CDX Diagnostics, Inc., et al. v. US Endoscopy Group, Inc., et al.
Case Number: 7:13-cv-05669-NSR (Dkt. 23)
US Endoscopy Group requested a stay of proceedings pending resolution of three inter partes review (“IPR”) petitions pending before the U.S. Patent and Trademark Office (“PTO”). Judge Román recognized the benefits of the new IPR procedure as offering an effective tool to streamline litigation.
Judge Román noted that courts consider three factors when assessing whether to grant a stay pending review by the PTO: 1) whether a stay will simplify the issues and trial; 2) the stage of the proceedings; and 3) whether the stay will prejudice the non-moving party. First, Judge Román recognized that granting a stay would obviously simplify the issues, because the outcome of the IPR could eliminate a trial if the claims were cancelled, and if they are not, it would facilitate trial by providing the court with the PTO’s expert opinion to clarify the scope of the claims. But, because the PTO had yet to decide whether Defendant’s petition would even be granted, a stay would essentially leave the parties and the Court “treading water” with no progress being made on the docket. Accordingly, this factor weighed slightly against granting a stay.
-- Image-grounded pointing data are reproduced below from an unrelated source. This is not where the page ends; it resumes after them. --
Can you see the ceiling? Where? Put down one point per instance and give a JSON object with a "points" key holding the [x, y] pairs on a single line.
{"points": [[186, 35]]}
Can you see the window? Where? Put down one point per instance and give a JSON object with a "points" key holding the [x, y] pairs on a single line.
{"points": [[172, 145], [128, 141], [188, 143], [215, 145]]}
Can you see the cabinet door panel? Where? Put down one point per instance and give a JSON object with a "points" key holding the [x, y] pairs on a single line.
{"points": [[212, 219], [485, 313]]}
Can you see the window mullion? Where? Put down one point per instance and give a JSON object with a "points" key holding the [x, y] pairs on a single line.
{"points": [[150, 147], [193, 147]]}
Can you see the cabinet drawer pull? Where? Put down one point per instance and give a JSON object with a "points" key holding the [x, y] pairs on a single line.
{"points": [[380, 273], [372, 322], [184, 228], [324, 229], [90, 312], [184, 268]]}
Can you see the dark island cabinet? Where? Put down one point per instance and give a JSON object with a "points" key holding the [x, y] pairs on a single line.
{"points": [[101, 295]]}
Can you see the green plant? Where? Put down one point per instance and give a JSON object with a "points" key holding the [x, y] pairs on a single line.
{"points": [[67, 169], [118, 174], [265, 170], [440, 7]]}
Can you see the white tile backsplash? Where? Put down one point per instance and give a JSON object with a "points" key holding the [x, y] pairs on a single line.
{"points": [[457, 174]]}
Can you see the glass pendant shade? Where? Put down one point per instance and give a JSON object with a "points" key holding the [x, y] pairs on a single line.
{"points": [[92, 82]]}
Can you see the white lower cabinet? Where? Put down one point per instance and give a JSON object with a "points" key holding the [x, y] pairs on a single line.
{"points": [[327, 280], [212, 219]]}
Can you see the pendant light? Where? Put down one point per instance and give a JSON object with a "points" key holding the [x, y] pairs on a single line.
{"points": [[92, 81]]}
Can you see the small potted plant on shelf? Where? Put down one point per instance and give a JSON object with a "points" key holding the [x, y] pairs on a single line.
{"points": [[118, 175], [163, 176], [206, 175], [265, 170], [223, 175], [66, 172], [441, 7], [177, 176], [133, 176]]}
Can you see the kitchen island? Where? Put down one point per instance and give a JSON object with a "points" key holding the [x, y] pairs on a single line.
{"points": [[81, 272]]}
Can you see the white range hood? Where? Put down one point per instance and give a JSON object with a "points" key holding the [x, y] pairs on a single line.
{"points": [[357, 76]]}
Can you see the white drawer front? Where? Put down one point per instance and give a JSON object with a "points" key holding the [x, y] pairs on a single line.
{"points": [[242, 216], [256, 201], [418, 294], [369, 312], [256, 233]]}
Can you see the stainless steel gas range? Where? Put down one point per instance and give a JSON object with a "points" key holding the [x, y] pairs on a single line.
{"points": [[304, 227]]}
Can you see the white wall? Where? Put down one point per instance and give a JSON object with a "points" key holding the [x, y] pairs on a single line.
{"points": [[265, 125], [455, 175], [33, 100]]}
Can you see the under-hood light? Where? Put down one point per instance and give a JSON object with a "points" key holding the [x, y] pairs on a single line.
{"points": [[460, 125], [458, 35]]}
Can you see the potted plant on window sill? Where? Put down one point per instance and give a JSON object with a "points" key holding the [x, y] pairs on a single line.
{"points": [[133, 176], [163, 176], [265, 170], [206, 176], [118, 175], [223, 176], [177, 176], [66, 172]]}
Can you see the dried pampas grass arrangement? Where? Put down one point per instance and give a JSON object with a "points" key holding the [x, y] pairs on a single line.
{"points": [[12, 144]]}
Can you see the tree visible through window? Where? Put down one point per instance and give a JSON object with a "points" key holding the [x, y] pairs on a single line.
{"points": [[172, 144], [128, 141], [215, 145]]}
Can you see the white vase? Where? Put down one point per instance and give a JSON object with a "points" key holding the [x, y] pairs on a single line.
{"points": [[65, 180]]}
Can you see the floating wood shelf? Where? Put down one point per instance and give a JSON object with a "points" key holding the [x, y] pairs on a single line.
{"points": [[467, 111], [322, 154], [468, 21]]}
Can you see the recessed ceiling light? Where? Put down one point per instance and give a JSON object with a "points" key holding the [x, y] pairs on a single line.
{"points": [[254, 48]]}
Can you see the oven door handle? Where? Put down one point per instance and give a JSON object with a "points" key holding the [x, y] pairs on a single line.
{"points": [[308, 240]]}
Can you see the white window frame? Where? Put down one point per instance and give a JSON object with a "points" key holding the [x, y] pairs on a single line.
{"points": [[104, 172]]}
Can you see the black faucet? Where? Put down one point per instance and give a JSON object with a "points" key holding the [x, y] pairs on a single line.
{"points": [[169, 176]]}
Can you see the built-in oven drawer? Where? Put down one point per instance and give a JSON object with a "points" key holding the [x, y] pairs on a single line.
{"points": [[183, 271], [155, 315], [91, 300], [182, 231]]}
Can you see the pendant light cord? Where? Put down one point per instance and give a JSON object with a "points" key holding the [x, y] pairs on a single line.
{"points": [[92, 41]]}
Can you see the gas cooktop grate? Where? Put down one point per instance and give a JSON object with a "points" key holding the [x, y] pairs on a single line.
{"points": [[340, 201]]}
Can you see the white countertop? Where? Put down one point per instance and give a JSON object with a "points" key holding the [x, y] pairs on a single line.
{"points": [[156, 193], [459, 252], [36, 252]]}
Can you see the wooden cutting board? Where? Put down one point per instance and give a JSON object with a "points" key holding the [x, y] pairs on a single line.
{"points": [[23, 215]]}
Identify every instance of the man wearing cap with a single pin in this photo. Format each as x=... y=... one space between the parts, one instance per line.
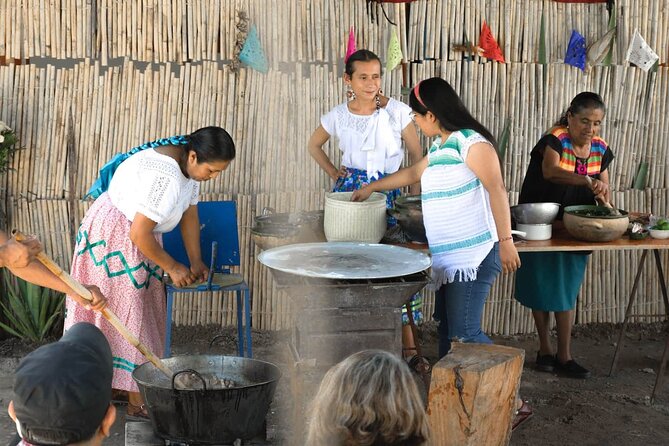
x=62 y=391
x=19 y=258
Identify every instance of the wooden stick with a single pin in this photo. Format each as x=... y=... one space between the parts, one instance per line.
x=107 y=313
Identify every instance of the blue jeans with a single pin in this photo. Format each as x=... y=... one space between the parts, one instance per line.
x=459 y=305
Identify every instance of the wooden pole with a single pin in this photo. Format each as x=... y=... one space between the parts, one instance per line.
x=107 y=313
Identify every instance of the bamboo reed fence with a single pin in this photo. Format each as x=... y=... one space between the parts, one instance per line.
x=196 y=30
x=107 y=99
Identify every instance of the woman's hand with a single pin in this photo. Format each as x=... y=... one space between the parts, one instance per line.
x=361 y=194
x=599 y=188
x=508 y=254
x=341 y=172
x=180 y=275
x=199 y=270
x=99 y=302
x=15 y=254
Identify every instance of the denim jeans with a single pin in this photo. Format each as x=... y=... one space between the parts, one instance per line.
x=459 y=305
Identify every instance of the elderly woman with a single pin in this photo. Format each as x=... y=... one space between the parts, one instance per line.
x=560 y=165
x=370 y=398
x=370 y=129
x=119 y=241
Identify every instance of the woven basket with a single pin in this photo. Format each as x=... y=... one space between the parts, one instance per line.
x=349 y=221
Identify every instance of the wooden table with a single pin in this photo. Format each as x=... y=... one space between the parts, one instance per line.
x=562 y=241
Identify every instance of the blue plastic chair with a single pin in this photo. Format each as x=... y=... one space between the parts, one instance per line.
x=219 y=242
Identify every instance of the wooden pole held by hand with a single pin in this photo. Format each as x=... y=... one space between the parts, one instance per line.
x=107 y=313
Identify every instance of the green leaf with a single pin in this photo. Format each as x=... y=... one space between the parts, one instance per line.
x=30 y=311
x=10 y=330
x=641 y=177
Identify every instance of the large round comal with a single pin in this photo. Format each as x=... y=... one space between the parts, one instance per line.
x=352 y=221
x=209 y=416
x=595 y=223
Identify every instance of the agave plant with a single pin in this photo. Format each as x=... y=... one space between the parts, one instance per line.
x=29 y=310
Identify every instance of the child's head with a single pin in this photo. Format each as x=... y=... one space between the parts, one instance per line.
x=435 y=102
x=209 y=151
x=370 y=398
x=62 y=391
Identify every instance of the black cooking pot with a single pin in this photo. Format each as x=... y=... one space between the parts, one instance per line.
x=408 y=212
x=209 y=416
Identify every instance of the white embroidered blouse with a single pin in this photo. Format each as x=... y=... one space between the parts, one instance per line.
x=153 y=185
x=370 y=142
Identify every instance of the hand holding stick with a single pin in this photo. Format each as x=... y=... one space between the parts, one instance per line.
x=106 y=312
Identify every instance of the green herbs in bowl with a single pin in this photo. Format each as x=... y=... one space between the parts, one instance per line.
x=662 y=225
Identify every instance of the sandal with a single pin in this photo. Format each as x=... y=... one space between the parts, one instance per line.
x=523 y=414
x=422 y=367
x=119 y=397
x=137 y=413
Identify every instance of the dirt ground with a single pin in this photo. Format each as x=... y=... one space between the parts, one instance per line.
x=601 y=410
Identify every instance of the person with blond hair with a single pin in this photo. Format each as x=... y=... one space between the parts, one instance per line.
x=370 y=398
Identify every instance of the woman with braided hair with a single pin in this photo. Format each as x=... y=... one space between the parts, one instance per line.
x=139 y=196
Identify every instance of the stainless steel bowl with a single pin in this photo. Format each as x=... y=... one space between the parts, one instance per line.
x=535 y=213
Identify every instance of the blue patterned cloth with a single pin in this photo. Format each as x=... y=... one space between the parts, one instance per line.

Next, Judge Román turned to the stage of the proceedings, where no discovery had yet to occur, which weighed in favor of a stay. Finally, considering the potential for prejudice should a stay be granted, Judge Román noted that some courts look to whether the parties are competitors in the marketplace. If so, any delay in adjudicating a dispute could result in the potential for loss of market share and the erosion of goodwill. As the parties were competitors, Judge Román found their relationship did not favor granting a stay. Finding the totality of the circumstances did not warrant issuing a stay, Judge Román denied the request, but said the court would consider a new application should the PTO render a decision on the IPR petition.